To get HAMA graph running from the attached archive please follow the below steps:
1) Unzip the archive in the root of a freshly checked out HAMA trunk.
2) Get fastutil (http://fastutil.dsi.unimi.it/) and put its jar under $
/lib. I needed to put two other dependencies there because I could not find them in a public maven repository (dsiutils and webgraph).
3) To run the example inlink counter hama-graph job, invoke:
java org.apache.hama.graph.GraphComputeRunner <path-to-partitioned-graph>/ <number-of-partitions> org.apache.hama.graph.examples.InlinkCountComputer <max-iterations>
All the dependencies need to be on the classpath including the used HAMA distribution's config directory. The partitioned graph needs to be accessible through NFS on all the cluster nodes.
A few thoughts on current implementation:
a) Graph input
Currently HipG's (www.cs.vu.nl/~ekr/hipg/) segmented graph loader is used for loading partitioned graphs. A conversion util is provided (org.apache.hama.graph.format.ConvertFromWebGraphASCII.java) which can convert from WebGraph's (http://webgraph.dsi.unimi.it/) ASCII format into the segmented graph format.

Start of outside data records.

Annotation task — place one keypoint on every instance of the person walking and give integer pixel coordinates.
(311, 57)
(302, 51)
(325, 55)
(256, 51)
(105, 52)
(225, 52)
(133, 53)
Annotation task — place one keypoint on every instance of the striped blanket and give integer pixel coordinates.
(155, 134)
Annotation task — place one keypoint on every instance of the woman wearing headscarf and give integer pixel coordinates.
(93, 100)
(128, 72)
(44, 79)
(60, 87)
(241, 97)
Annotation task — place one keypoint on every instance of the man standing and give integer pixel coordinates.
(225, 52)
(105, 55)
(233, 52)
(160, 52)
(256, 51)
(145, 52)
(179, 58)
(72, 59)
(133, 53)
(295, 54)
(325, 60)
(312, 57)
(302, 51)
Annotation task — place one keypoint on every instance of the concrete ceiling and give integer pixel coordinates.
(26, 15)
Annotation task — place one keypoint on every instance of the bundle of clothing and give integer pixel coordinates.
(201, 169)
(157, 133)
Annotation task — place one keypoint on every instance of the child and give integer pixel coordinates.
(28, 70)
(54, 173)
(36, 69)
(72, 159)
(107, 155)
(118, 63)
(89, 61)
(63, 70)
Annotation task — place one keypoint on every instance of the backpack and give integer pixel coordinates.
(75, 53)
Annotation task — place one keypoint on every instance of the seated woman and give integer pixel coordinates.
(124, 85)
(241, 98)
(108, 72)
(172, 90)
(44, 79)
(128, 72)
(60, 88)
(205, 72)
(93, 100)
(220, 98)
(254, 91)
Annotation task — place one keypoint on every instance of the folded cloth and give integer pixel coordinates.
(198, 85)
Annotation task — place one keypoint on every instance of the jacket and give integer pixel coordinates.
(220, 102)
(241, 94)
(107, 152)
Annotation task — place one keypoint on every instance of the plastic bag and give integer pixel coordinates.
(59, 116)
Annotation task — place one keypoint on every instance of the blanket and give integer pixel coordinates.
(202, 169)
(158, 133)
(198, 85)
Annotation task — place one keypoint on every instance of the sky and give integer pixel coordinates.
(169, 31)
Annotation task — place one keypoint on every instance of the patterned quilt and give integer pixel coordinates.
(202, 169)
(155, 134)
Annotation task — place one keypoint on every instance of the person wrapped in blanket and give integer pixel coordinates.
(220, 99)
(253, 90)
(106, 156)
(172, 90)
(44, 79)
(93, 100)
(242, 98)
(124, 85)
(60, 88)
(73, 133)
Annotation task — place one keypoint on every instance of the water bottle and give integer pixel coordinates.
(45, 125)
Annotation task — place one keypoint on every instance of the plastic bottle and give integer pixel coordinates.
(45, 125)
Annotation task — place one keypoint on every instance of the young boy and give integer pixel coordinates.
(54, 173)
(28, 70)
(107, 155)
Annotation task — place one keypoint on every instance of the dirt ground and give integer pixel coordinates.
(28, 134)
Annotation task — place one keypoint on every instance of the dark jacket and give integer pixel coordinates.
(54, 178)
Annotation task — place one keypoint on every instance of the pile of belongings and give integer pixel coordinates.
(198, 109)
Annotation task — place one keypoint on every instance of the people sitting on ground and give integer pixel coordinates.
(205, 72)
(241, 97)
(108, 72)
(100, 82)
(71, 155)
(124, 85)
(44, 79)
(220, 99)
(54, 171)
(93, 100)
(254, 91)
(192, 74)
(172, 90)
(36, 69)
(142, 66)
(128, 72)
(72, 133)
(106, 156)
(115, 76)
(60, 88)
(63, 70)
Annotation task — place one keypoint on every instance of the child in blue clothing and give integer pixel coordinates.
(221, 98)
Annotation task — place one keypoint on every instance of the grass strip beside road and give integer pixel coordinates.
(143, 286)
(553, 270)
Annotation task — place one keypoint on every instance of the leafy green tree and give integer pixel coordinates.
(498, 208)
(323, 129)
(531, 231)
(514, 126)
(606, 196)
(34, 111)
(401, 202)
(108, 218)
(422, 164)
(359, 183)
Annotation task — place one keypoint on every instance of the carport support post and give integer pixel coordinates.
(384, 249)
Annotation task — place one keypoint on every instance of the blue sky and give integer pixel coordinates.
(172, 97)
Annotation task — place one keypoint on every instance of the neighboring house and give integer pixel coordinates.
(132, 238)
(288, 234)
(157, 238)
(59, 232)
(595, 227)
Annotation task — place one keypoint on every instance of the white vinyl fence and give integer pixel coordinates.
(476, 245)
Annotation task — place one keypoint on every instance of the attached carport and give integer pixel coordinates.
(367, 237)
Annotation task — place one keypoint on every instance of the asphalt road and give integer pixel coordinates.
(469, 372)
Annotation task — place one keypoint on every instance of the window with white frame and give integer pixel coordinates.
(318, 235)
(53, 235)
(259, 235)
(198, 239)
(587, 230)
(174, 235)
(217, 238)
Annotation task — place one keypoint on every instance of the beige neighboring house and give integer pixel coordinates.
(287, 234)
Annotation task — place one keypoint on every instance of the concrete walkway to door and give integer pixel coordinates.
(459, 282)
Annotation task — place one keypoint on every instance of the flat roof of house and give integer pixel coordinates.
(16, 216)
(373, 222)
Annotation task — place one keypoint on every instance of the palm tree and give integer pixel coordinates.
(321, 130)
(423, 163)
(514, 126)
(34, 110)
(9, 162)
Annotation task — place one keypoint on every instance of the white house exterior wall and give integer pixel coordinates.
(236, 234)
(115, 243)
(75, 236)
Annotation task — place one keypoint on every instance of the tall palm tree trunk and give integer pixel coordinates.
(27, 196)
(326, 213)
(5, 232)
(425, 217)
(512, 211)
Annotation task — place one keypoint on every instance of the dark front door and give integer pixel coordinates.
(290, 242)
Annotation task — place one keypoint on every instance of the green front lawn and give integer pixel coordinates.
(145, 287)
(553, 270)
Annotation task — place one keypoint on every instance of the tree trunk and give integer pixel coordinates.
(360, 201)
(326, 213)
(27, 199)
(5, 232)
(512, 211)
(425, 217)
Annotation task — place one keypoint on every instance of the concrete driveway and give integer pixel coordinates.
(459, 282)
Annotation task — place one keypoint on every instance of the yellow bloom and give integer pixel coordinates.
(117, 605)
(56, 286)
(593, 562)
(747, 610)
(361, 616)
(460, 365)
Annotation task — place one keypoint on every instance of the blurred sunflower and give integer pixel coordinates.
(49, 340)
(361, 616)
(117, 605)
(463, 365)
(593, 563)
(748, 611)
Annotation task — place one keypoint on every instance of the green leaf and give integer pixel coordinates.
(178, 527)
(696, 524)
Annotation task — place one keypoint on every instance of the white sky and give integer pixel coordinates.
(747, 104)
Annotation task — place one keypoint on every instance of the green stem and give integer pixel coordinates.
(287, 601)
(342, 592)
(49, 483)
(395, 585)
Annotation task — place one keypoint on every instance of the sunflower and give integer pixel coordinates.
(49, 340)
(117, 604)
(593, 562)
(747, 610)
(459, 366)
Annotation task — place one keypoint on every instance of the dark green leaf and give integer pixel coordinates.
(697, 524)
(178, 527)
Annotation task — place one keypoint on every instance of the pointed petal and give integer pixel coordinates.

This mechanism should be replaced with a builder-like approach employed by e.g. GoldenOrb: based on some input specification a factory class dependent on the input format of the graph should load vertexes into memory.
A good approach would be letting workers load data-local segments of the graph and do a partition-worker assignment based on data-locality, after which loaded vertexes not belonging to one worker's partition(s) could be sent to the proper workers via network.
b) Message buffering
In the current implementation messages are grouped by vertexes after a new superstep starts, i.e., VertexComputerGeneric iterates through all messages recevied by the BSPPeer and puts them into the queue of respective vertexes.
This memory copying could be avoided by letting the BSP framework do the grouping while receiving the messages, i.e., by grouping messages by tag such that messages intended for the same vertex ID will have the same tag.
Currently nothing is output from the vertexes. However, it would be relatively easy to add, e.g., by requiring that the Vertex class implement Writable and serializing all vertexes at the end of certain supersteps. This would be a step towards fault-tolerance too.